Time went by and when I turned 20, reality hit me so hard. Someone told me there was a huge difference between being 19 and being 20. I never understood what that person meant till the moment I became 20. Almost one and a half years ago, I wrote about the emotional turmoil I was deeply immersed in as a 20-year-old. Somewhere at the beginning of my 20s, I found myself lost in the hustle and bustle of life, when I chose to move fast because everybody else around me did the same thing. To the extent that breaking free was the only thing I wanted to do, I stopped and realized how long I had abandoned this young body, mind and soul that I was too lucky to have.
At 20, I was lost on the journey I put myself on four years previously. Being a high school senior then usually stirred up the demon of jealousy in my heart. It was not easy watching my peers facing some real life issues in the midst of their college life while I was not even sure of my path for college.
At 20, I believed so much in fate and destiny that I tried too hard looking for the reasons for every single thing that had happened. I spent hours, days and nights, weeks, months and years thinking about the past and future. Unknowingly, I let too many present moments pass away without fully living in them.
Then 21 knocked on my door and my 21st birthday felt like any another day. The feeling of turning 21 is very vague in my memory. All I remember is how things were still dragging from my mid-20s to mid-21. Emotions fluctuated more.
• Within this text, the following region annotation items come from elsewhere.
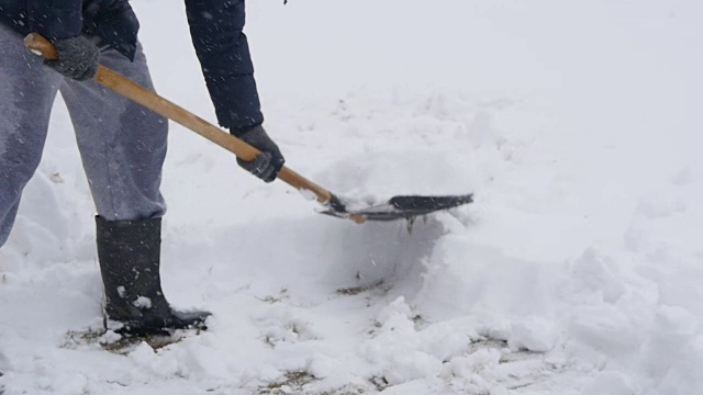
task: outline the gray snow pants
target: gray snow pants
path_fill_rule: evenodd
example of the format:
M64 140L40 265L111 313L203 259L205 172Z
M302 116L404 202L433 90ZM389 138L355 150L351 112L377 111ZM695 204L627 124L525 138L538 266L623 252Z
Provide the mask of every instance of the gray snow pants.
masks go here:
M101 63L153 89L141 46L134 63L107 48ZM40 163L57 91L70 114L98 214L134 221L166 210L159 192L166 120L94 81L65 79L0 24L0 246Z

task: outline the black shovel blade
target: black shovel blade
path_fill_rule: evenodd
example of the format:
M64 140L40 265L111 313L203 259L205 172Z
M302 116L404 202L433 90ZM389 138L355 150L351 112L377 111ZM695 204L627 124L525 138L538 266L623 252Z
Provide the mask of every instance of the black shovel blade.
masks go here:
M366 221L412 219L440 210L458 207L473 202L473 194L454 196L394 196L387 203L368 208L348 211L341 200L333 196L328 210L322 214L349 218L357 223Z

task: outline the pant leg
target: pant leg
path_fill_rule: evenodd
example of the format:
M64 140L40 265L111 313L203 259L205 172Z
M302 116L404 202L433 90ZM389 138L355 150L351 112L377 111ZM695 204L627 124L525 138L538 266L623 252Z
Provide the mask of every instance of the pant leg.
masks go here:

Saying goodbye happened more frequently. I exhausted myself with four part-time jobs/commitments during the longest holiday of my life. There was a lot of time to rest but I was too caught up with making money. People came and went. Some returned but many others never did. It was a time of confusion in a troubled heart.
I started college when my 21st year of life was almost over. The fresh journey in a new country excited me although I was aware of my own fears and the uncertainty of many things. Maybe because it was just the very first semester, maybe I already knew what it really meant by "burning out in extreme stress," or maybe Monroe didn't have the usual hustle and bustle that wrecked my nerves, the last few months of my 21 flowed by peacefully yet eventfully in its own way.
Standing on the boundary between 21 and 22 when I'm typing this, I give myself a pat on the shoulder for getting through all the hard times with lessons learned and gratitude. Because hey, hell happened many times but glimpses of heaven came once in a while too. I'm glad that I made the right choices at every turning point of my life. I'm grateful for the experience gained from struggles; the opportunity to leap from one place to another for traveling and living; the random, exciting, joyful, painful but meaningful human encounters; and most importantly, the karma that pulls me back to what I really want to strive for: the reason why I live (or at least it's what I live by throughout my 20s).
For another year with mindfulness, gratitude and clarity to deal with more challenges, with my heart and soul more open to understand what it feels like to be alive every moment, with courage to go forward and grow or go inwards to listen, with patience and compassion to love and see through words or actions. Cheers!
Back to reality--I'm already 22 LMAO!